Teatar uz more is a cultural theater festival based in Croatia, established in 2021, focusing on organizing theater events and performances primarily in Split and surrounding regions. The website serves as a platform for event scheduling, ticket sales, and festival information targeting theater enthusiasts and the general public interested in cultural events. The business operates on a small scale with a clear regional focus. Technically, the website is built on WordPress using popular plugins such as Yoast SEO, Contact Form 7, and Revolution Slider, indicating a mature but standard digital infrastructure. The site is mobile-optimized and SEO-friendly, providing a good user experience.
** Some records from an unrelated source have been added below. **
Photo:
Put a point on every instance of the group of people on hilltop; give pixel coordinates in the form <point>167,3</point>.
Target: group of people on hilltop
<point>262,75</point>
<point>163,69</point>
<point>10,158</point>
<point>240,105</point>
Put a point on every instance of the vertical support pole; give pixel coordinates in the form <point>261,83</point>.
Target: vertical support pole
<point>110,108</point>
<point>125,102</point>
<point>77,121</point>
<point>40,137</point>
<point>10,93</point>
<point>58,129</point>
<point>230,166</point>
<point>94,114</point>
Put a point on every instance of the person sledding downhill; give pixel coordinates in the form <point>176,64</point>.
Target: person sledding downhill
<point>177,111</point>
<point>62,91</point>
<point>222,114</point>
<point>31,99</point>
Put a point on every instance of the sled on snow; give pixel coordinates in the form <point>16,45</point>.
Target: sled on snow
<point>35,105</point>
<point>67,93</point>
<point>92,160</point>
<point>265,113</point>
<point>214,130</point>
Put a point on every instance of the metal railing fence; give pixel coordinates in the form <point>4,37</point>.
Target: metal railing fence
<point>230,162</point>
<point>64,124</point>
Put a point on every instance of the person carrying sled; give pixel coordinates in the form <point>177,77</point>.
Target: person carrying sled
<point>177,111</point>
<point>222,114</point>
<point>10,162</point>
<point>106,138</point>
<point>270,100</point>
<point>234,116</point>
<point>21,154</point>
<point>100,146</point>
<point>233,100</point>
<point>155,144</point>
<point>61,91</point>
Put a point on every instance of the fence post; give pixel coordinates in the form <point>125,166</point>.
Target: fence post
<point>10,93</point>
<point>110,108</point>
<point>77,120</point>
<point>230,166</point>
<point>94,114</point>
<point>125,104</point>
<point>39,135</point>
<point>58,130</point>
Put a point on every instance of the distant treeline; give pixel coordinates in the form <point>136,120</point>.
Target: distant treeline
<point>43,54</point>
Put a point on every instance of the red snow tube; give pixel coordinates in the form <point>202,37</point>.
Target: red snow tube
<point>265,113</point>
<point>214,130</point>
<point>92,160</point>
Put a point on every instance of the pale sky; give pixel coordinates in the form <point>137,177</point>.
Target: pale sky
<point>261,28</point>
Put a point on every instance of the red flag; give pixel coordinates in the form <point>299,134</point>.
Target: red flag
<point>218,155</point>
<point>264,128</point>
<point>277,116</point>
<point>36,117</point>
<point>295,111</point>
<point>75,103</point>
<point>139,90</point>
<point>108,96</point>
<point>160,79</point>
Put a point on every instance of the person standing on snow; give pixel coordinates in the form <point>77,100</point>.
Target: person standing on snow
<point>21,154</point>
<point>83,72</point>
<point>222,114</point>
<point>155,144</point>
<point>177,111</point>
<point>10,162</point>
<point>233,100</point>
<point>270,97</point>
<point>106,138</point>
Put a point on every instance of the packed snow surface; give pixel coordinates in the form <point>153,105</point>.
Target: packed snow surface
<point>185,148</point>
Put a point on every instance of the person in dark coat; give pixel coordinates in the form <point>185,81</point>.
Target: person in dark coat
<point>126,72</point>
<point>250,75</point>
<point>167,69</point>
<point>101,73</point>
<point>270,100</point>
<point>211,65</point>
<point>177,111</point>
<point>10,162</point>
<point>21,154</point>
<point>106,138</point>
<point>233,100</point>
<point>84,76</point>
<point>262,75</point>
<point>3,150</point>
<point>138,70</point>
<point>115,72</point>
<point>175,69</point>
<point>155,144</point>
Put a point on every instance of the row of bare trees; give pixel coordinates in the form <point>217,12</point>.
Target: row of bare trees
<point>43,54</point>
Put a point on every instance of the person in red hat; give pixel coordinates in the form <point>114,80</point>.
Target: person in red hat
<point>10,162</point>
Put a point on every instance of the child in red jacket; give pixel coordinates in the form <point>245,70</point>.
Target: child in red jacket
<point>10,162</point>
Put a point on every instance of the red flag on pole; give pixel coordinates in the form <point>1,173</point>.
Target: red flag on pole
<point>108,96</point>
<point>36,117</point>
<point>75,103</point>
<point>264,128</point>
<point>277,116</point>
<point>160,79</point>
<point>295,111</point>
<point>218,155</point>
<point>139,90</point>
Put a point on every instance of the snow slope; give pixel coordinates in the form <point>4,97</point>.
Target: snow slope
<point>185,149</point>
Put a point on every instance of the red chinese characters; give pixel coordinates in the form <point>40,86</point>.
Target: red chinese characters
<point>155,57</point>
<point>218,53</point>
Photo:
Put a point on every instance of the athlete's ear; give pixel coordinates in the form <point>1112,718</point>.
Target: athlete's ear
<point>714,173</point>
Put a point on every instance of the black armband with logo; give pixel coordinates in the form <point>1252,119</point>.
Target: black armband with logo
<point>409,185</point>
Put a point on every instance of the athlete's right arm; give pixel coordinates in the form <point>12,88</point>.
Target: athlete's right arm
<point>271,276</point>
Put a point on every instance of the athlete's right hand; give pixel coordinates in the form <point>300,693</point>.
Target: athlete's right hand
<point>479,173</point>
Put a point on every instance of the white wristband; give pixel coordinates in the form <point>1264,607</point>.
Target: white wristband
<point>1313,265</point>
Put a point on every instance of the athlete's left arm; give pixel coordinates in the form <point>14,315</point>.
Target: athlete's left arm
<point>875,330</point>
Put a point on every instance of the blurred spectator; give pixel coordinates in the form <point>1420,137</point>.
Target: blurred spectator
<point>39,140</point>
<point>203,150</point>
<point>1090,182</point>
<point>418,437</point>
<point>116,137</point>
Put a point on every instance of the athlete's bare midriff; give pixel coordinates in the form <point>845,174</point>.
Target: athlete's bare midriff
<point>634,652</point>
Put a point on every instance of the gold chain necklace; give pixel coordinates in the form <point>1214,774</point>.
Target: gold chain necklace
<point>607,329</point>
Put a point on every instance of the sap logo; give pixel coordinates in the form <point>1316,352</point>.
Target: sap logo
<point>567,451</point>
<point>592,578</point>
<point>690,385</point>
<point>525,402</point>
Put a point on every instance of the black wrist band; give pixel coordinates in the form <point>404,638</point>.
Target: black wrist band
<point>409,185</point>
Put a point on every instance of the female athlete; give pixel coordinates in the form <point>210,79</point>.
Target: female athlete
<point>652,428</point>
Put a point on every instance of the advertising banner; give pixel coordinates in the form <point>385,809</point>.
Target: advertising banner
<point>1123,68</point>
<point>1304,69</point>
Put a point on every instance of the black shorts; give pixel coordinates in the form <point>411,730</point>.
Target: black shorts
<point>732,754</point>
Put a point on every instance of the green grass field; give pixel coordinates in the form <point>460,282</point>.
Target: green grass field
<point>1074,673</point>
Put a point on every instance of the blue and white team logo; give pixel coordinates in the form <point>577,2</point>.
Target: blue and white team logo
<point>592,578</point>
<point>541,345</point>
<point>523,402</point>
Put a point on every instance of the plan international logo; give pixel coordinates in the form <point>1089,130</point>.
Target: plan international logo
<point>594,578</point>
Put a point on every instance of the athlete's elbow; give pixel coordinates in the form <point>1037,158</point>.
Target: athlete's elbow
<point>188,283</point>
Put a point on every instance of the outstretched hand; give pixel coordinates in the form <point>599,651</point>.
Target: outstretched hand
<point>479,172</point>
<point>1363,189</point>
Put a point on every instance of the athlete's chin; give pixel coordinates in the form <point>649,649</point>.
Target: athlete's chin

Security-wise, the site uses HTTPS and has domain transfer protections but lacks DNSSEC and some advanced security headers, suggesting room for improvement. Privacy compliance is well addressed with a comprehensive cookie policy and consent mechanism in Croatian language, aligning with GDPR requirements. Overall, the site is trustworthy, professional, and well-positioned within its niche cultural sector.

K

Kerekesh Teatar

kerekesh.hr

46

Kerekesh Teatar is a Croatian theatre company specializing in comedic and cultural performances, with a strong regional presence and active event scheduling. The website serves as a portal for event information, ticket sales, and company background, targeting a general audience interested in theatre arts. Technically, the site is built on WordPress with modern plugins and libraries, including Google Analytics and GDPR compliance tools, reflecting a mature digital infrastructure. Security posture is solid with HTTPS and cookie consent, though improvements could be made in security headers and incident response transparency. Overall, the site is professional, trustworthy, and compliant with privacy regulations, supporting the legitimacy of the business.